"Eu sou a simplicidade"

Data 14/02/2009 17:07:48 | Tópico: Acrósticos

Vê-la caminhar de pés descalços sobre a rua lamacenta é algo que me reconforta.
Traz posto um vestido branco de algodão, fino e discreto, que se assemelha a um grande e liso lençol. Ela não se importa com a chuva que encharca os seus finos ombros, ao contrário dos demais que enchem Lisboa, barafustando contra o tempo sem tempo, enquanto se atropelam uns aos outros, fartos da chuva e de si mesmos. Tapam o rosto com os chapéus-de-chuva, a alma com a hipocrisia.
Ela não. Vai caminhando lentamente, alheia aos berros e à chuva intrometida; sem pressa, mas de passo graciosamente decidido, como se já soubesse de véspera a pedra da calçada que iria pisar. Caminha sem esforço, dos seus olhos correm lágrimas, da sua boca nasce um sorriso e ela, vivendo a sua própria existência, continua.
E caminha.
Os bancos ferrugentos cravados no jardim abandonado emanam agora um cheiro a Primavera, a flores esquecidas e ingénuas, ao invés do cheiro de inverno cansado e sujo que neles habitava antes de ela lá se sentar, meditando e sorrindo, vendo a vida com a graça que ela tem.
Tem mil anos de existência, mas não se parece importar com as rugas vincadas na sua pele frágil.
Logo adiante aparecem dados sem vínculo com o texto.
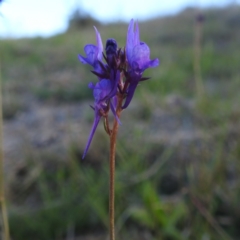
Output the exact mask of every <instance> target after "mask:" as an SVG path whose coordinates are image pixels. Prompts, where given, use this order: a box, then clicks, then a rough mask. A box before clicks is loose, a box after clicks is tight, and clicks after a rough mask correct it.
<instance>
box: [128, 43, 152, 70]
mask: <svg viewBox="0 0 240 240" xmlns="http://www.w3.org/2000/svg"><path fill="white" fill-rule="evenodd" d="M149 57H150V49H149V47H148V45H147V44H146V43H143V42H141V43H140V44H139V45H137V46H135V47H134V49H133V52H132V59H131V62H137V63H138V66H139V68H140V69H143V67H144V66H145V65H146V63H148V62H149V61H150V58H149Z"/></svg>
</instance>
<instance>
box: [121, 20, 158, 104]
mask: <svg viewBox="0 0 240 240" xmlns="http://www.w3.org/2000/svg"><path fill="white" fill-rule="evenodd" d="M126 55H127V61H128V74H127V81H128V82H129V86H128V89H127V97H126V100H125V103H124V105H123V107H122V108H127V107H128V105H129V103H130V102H131V100H132V97H133V94H134V91H135V89H136V87H137V85H138V83H139V82H140V81H142V80H146V79H142V74H143V72H144V70H146V69H147V68H150V67H157V66H158V65H159V60H158V59H157V58H156V59H154V60H150V49H149V47H148V45H147V44H146V43H144V42H140V37H139V28H138V23H136V27H135V31H134V20H133V19H132V20H131V21H130V24H129V26H128V32H127V41H126Z"/></svg>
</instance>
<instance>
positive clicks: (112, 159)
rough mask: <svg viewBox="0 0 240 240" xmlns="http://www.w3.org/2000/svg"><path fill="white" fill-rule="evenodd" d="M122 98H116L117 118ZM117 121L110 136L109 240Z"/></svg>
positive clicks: (114, 119)
mask: <svg viewBox="0 0 240 240" xmlns="http://www.w3.org/2000/svg"><path fill="white" fill-rule="evenodd" d="M122 101H123V98H122V96H118V105H117V111H116V113H117V116H118V118H119V117H120V114H121V111H122ZM118 126H119V125H118V121H117V120H116V118H115V119H114V123H113V129H112V132H111V135H110V159H109V160H110V162H109V170H110V179H109V180H110V183H109V228H110V240H115V214H114V195H115V156H116V140H117V132H118Z"/></svg>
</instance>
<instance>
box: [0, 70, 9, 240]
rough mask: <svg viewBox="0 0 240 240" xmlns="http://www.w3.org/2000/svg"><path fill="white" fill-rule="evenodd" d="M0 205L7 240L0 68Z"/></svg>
mask: <svg viewBox="0 0 240 240" xmlns="http://www.w3.org/2000/svg"><path fill="white" fill-rule="evenodd" d="M0 204H1V211H2V219H3V229H4V237H3V239H5V240H9V239H10V234H9V225H8V217H7V207H6V201H5V194H4V174H3V114H2V88H1V68H0Z"/></svg>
Tem os olhos cansados de tudo o que já viu, e mesmo assim, ainda expectantes de um outro lado – o melhor, o puro, o belo.
E caminha.
Pisa a areia da praia como que pela primeira vez. As ondas tenebrosas do mar escuro curvam-se perante si, em sinal de respeito, ficando depois reduzidas a pequenas gotas de espuma, que a areia absorve, da mesma maneira que ela absorve o cheiro do mar. O vento, que serve de música para a dança ritmada das velhas árvores, envolve-a num turbilhão de cores e toques, beija-lhe a face com a mesma doçura de uma criança. Ela sente e respira. Inspira tudo o que a vida lhe dá, expirando depois tudo aquilo que da vida não guardou. Enterra as recordações na areia, na profunda humidade da Terra, esperando os segundos até que sejam embaladas pelo sal das gotas de água. Vira as costas, dá um passo.
E caminha.
Vem despedir-se de mim. Eu, que sempre me escondi atrás da Natureza que tanto a respeita, fui agora olhada por ela, com aqueles olhos doces e saudosos que nunca quis enfrentar. Disposta a tudo agora, deixo-me envolver num abraço familiar que, mais uma vez, dissipa a chuva e convida os tímidos raios de sol.
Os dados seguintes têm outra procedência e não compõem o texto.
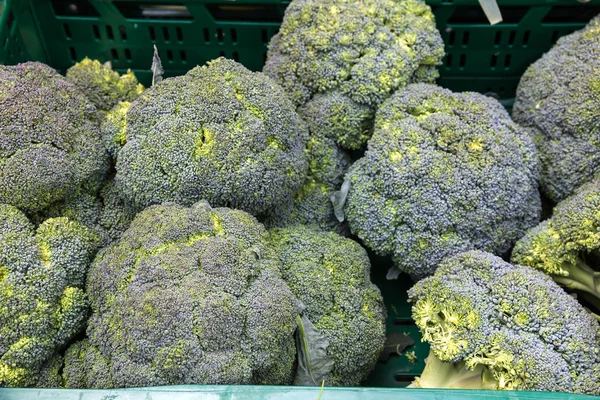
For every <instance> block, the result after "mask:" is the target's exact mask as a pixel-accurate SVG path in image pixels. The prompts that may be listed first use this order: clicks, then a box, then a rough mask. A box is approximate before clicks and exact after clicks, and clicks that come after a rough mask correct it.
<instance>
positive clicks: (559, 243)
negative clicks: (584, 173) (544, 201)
mask: <svg viewBox="0 0 600 400" xmlns="http://www.w3.org/2000/svg"><path fill="white" fill-rule="evenodd" d="M598 210H600V180H598V179H596V180H594V181H592V182H590V183H587V184H584V185H583V186H581V187H580V188H579V189H577V190H576V191H575V194H573V195H572V196H571V197H568V198H567V199H565V200H563V201H561V202H560V203H559V204H558V205H557V206H556V207H555V208H554V212H553V214H552V217H551V218H550V219H548V220H546V221H543V222H542V223H540V224H539V225H538V226H536V227H535V228H532V229H530V230H529V231H528V232H527V234H526V235H525V236H524V237H523V238H521V240H519V241H518V242H517V244H516V245H515V248H514V250H513V252H512V261H513V262H515V263H518V264H523V265H528V266H530V267H533V268H536V269H538V270H540V271H542V272H544V273H546V274H548V275H550V276H552V277H553V278H554V280H555V281H556V282H557V283H559V284H560V285H563V286H565V287H566V288H568V289H573V290H577V291H579V292H582V293H583V295H584V296H585V297H588V300H589V301H590V302H591V303H592V304H595V305H596V307H597V311H598V312H600V232H599V231H598V226H600V213H599V211H598ZM589 296H591V298H590V297H589Z"/></svg>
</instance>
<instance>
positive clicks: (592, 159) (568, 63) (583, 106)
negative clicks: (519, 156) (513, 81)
mask: <svg viewBox="0 0 600 400" xmlns="http://www.w3.org/2000/svg"><path fill="white" fill-rule="evenodd" d="M598 48H600V16H599V17H597V18H595V19H593V20H592V21H591V22H590V23H589V25H588V26H587V27H586V28H584V29H582V30H580V31H577V32H574V33H572V34H570V35H568V36H565V37H563V38H561V39H560V40H559V41H558V42H557V44H556V45H555V46H554V47H553V48H552V49H551V50H550V51H549V52H547V53H546V54H545V55H544V56H543V57H542V58H540V59H539V60H537V61H536V62H535V63H533V64H532V65H531V66H530V67H529V68H528V69H527V71H526V72H525V74H524V75H523V77H522V78H521V81H520V82H519V86H518V87H517V93H516V98H515V104H514V107H513V118H514V120H515V121H516V122H518V123H519V124H521V125H523V126H526V127H528V128H529V129H531V131H532V134H533V136H534V137H535V142H536V145H537V147H538V151H539V157H540V164H541V167H542V173H541V186H542V190H543V191H544V193H545V194H546V195H547V196H548V198H550V199H551V200H553V201H554V202H559V201H561V200H563V199H564V198H566V197H568V196H569V195H570V194H571V193H573V190H574V189H575V188H576V187H577V186H579V185H581V184H582V183H584V182H587V181H589V180H591V179H592V178H593V177H594V176H595V175H597V174H598V173H599V172H600V130H599V129H598V125H599V124H600V114H599V113H598V108H599V107H600V57H598Z"/></svg>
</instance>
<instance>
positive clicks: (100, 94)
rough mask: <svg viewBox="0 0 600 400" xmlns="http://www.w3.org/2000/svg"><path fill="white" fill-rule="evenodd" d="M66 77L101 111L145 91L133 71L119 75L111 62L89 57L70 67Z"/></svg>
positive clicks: (69, 81) (106, 108)
mask: <svg viewBox="0 0 600 400" xmlns="http://www.w3.org/2000/svg"><path fill="white" fill-rule="evenodd" d="M66 78H67V80H68V81H69V82H71V83H72V84H73V85H75V86H77V88H79V90H81V92H82V93H83V94H85V95H86V96H87V98H88V99H90V101H91V102H92V103H94V105H95V106H96V108H97V109H98V110H101V111H109V110H110V109H111V108H113V107H114V106H116V105H117V103H119V102H120V101H133V100H134V99H135V98H136V97H137V96H139V95H140V94H141V93H142V92H143V91H144V86H142V85H141V84H140V83H138V81H137V79H136V77H135V75H134V74H133V72H131V71H127V73H125V74H123V75H119V73H118V72H116V71H113V70H112V68H111V66H110V65H109V64H101V63H100V62H99V61H98V60H90V59H89V58H87V57H86V58H84V59H83V60H82V61H80V62H78V63H76V64H75V65H73V66H72V67H71V68H69V69H68V70H67V74H66Z"/></svg>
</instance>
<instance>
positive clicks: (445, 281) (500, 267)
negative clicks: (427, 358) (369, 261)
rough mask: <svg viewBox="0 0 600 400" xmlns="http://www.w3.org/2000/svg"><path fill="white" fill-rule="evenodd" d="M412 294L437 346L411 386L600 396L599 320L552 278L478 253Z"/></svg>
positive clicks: (449, 265) (453, 258) (412, 310)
- Quem és tu, que tanto significas? – pergunto.
Numa voz suave e fugitiva, oiço:
- Eu sou a Simplicidade. Um pouco mais envelhecida talvez, mas nunca consegui ter o dom de parar o relógio. Os minutos transformados em dias que depois foram abraçados pelos anos foram desfilando ao meu lado, numa linda procissão. Eu? Eu fui transformando o pior no mais belo, o mais complexo no mais puro. A simplicidade das coisas difíceis está nos olhos com que as olhamos, na mão com que lhes tocamos. Abraço-te agora na esperança que consigas ser única, que ames, que deixes voar os teus pensamentos como estes meus fracos cabelos esvoaçam com o vento. Deixa nascer na vida as coisas mais simples – as que já conheces e as que nunca imaginaste. Sê livre. Simplesmente livre.

Ver-te caminhar foi talvez das coisas mais simples que já vi. Foi também das mais belas a que assisti. Não choro, tentando sorrir. Só que sorrir tornou-se hoje um bocadinho mais complexo do que imaginava.